I was trying to prove that if $\vert Y \vert \le c$ a.s. then $ \vert E\{Y |G\}\vert \le c$ a.s. also by contradiction.
If I assume $\vert Y \vert \le c$ a.s and $P(\vert E\{Y |G\}\vert > c)>0$ then
$P(\vert E\{Y |G\}\vert > c,c\ge \vert Y \vert)>0$ since $\vert Y \vert \le c$ a.s. and we can conclude that $P(\vert E\{Y |G\}\vert >\vert Y \vert)>0$.
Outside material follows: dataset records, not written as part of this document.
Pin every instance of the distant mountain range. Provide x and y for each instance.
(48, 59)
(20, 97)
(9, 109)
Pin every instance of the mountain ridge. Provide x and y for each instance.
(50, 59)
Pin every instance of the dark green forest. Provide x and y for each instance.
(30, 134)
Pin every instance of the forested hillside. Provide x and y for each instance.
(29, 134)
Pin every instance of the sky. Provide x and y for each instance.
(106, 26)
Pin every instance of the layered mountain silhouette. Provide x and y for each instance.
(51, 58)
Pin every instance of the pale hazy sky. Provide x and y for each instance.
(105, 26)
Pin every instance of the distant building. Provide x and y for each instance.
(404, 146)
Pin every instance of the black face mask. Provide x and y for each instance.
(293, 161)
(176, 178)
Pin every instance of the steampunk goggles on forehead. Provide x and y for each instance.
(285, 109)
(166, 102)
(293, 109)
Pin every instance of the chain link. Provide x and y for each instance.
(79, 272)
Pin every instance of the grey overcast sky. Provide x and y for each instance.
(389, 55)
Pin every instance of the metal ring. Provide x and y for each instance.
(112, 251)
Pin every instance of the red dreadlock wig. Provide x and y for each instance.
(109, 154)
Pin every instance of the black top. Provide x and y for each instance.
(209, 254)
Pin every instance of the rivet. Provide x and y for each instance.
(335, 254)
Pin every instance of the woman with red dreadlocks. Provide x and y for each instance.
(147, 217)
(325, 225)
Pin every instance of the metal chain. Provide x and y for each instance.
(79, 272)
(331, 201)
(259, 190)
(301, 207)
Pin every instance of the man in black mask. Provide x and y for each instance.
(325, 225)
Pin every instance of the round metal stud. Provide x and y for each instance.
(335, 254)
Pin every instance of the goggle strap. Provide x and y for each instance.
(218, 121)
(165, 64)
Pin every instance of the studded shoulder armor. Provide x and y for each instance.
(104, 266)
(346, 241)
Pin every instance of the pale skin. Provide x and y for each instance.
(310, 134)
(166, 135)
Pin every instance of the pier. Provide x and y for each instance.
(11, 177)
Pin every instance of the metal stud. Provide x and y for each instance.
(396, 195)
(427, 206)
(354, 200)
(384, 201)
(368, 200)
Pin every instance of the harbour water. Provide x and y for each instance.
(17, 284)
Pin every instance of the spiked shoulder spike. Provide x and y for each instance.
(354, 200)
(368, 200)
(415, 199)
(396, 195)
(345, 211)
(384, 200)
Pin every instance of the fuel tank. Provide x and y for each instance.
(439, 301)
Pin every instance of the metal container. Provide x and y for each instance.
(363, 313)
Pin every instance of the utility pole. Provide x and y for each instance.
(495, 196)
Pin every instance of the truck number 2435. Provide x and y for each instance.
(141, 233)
Another alternate idea that I had was Since conditional expectation E{Y |G} takes the values $E[Y\mathbb{1}_A]$ as $A$ varies in $G$ we can conclude that $Y\mathbb{1}_A \le Y \le \vert Y \vert \le c $ we have that for all $A$ in $G$ we have $E[Y\mathbb{1}_A] \le c$ and hence $\vert E\{Y |G\} \vert \le E\{\vert Y \vert |G\} \le c$
Your argumentgs don't seem rigorous. For a correct proof you have to use the definition of conditional expectation. Let $Z=E[Y|\mathcal G]$. By definition $\int_AZdP=\int_A YdP$ for all $A \in \mathcal G$. Let $A=\{Z >c\}$. If $P(A) >0$ then $c P(A) <\int_A Z dP =\int_A YdP \leq cP(A)$ which is a contradiction. This proves that $P(A)=0$ so $Z \leq c $ a.s.. Similarly $Z >-c$ a.s.